Ser democraticamente racional implica condenar ou absolver quem quer que seja independentemente do comunismo ou fascismo professado, fazendo-o em razão do ato praticado e do reconhecimento dos elementos objetivos e subjetivos do tipo penal.

Essa mesma racionalidade exige que Judiciário e Ministério Público obedeçam a suas funções constitucionais e não pratiquem atos com o objetivo de melhor pontuar no jogo político.

O binômio amigo x inimigo construído por Carl Schmitt não pode ser usado por instituições e Poderes do Estado sem que isso cause uma ruptura na própria ideia de Estado, democraticamente considerado.
Ministério Público, como parte que é, pode ter adversários em processos judiciais, mas não pode ter inimigos. O Judiciário, como imparcial que é, não pode ser combatente de nada, mas sim ente decisor de uma contenda.

Isso se dá pela só razão de o Estado ocupar uma função superior ao binômio amigo x inimigo, que se restringe ao campo da disputa política para controle do Governo, e não se aplica às relações do Estado com os cidadãos.

Rompe-se a barreira da separação funcional entre o sistema político e o sistema jurídico quando os fins políticos passam a ser justificadores de atuações jurídicas.

Quando as condenações e as absolvições são usadas não para realizar o direito penal objetivamente considerado, mas como etapa do processo político, já deixamos de ser Estado Democrático de Direito e voltamos a período anterior à modernidade.

Esse desvio de finalidade — ou erro funcional — na atuação das instituições do sistema de justiça, que por óbvio não deveriam compor o sistema político, também se demonstra através da linguagem.

Sujeitos do embate jurídico professam o mantra maniqueísta do combate à corrupção: ou se é a favor da corrupção ou contra ela.
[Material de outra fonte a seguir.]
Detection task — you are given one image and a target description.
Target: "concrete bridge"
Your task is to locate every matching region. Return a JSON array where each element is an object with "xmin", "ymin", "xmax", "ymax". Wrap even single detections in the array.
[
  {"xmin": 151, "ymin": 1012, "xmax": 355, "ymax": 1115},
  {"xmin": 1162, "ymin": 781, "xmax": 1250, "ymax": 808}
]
Obviamente, aquele que se prende aos pressupostos do direito penal objetivo e não vê crime cometido ou não vê justa causa para uma prisão cautelar — conforme a lógica do discurso maniqueísta — não é um aplicador do direito, é “a favor da corrupção”!
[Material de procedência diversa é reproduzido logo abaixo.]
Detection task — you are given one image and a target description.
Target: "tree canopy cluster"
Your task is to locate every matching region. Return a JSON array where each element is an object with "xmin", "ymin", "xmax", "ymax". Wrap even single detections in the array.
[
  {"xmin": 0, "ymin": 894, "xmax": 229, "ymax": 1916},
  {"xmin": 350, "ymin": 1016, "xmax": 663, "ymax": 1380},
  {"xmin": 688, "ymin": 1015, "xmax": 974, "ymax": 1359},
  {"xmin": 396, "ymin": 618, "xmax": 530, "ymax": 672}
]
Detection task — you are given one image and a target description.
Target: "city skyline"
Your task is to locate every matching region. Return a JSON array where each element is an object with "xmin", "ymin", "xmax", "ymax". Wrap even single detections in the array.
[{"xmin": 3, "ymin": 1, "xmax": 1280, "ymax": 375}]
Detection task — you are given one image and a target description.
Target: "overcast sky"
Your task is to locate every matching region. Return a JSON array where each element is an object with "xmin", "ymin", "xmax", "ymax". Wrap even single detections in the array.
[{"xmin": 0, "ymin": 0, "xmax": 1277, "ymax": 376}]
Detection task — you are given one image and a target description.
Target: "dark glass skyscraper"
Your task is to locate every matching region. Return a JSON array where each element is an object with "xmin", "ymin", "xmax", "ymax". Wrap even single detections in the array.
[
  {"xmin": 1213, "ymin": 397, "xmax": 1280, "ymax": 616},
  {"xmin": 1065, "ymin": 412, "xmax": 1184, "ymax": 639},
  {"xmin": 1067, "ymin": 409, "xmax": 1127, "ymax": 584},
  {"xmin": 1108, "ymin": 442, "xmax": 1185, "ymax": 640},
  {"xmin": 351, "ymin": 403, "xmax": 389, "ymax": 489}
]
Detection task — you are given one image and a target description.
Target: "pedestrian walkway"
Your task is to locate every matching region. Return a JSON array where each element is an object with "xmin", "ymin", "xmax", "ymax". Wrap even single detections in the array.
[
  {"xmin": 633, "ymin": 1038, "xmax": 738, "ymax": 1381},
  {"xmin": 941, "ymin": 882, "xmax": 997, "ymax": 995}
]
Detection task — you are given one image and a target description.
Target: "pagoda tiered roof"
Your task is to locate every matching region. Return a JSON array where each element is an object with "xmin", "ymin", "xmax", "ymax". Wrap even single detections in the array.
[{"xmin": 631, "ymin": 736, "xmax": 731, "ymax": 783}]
Da mesma maneira, aquele que pede ou defere uma prisão sem justa causa, movido por sua íntima convicção, é contrário à corrupção, mesmo que pratique um crime para combatê-la, segundo o mantra ideológico por muitos professado.
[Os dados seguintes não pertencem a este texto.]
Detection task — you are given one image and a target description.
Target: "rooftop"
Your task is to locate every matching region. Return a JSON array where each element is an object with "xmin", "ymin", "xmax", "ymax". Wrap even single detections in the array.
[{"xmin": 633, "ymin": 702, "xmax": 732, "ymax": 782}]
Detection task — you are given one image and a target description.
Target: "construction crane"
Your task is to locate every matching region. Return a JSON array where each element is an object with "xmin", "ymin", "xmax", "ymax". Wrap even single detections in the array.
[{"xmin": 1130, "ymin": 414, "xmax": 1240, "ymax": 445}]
A linguagem não é neutra, muito ao revés! O uso de terminologias ideologicamente construídas — como o termo “combate à corrupção” — ocupa um papel central na legitimação pelo senso comum de uma lógica ideológica para o Judiciário e Ministério Público que os confundem com a política. É o discurso político invadindo o sistema de Justiça.

E quando o Ministério Público ou o Judiciário deseja ocupar o lugar de fala do Executivo ou do Congresso Nacional? Obviamente o que ocorre é a invasão do espaço político pelo sistema jurídico. Um “senador do MP em cada Estado da Federação” ou uma bancada de “deputados que sejam juízes na Câmara”… isso nada mais é do que uma inversão de valores, uma invasão do jurídico no político, uma desconstrução do universo da política e, consequentemente, do próprio Judiciário.

O desejo do sistema jurídico de controlar a política — e fazê-lo após destruí-la — além de antidemocrático demonstra a incoerência do discurso.

Como negar um espaço do qual o interlocutor quer fazer parte? Como demonizar a política almejando dela fazer parte? Como rejeitar o espectro político e querer ocupar seu lócus?

Essas questões só deixam a nu uma realidade: não podemos confundir política com Poder Judiciário; sistema político com sistema de Justiça. Se o fazemos, destruímos a política e a Justiça, e abrimos as portas para a barbárie institucional e a falência da democracia.

Quando a invasão indevida de espaços é levada a cabo pelo direito penal ou processual penal, o distanciamento da modernidade é mais latente.
O Juiz estará usando da limitação do direito de ir e vir como instrumento de desejo político, como via de acesso à posição mais favorável no jogo político e ideológico.

A racionalidade do processo penal é a última fronteira porque através da aparente juridicidade de condutas se afastam adversários – ou inimigos – e se joga o jogo da política através da limitação patrimonial e do direito de ir e vir.

Quem ganhou a eleição deve governar; quem se elegeu deve legislar; quem passou no concurso deve julgar. A cada um aquilo que o espaço democrático lhe atribuiu.

Juízes não são legisladores; promotores e procuradores não são senadores; nenhum de nós é o presidente.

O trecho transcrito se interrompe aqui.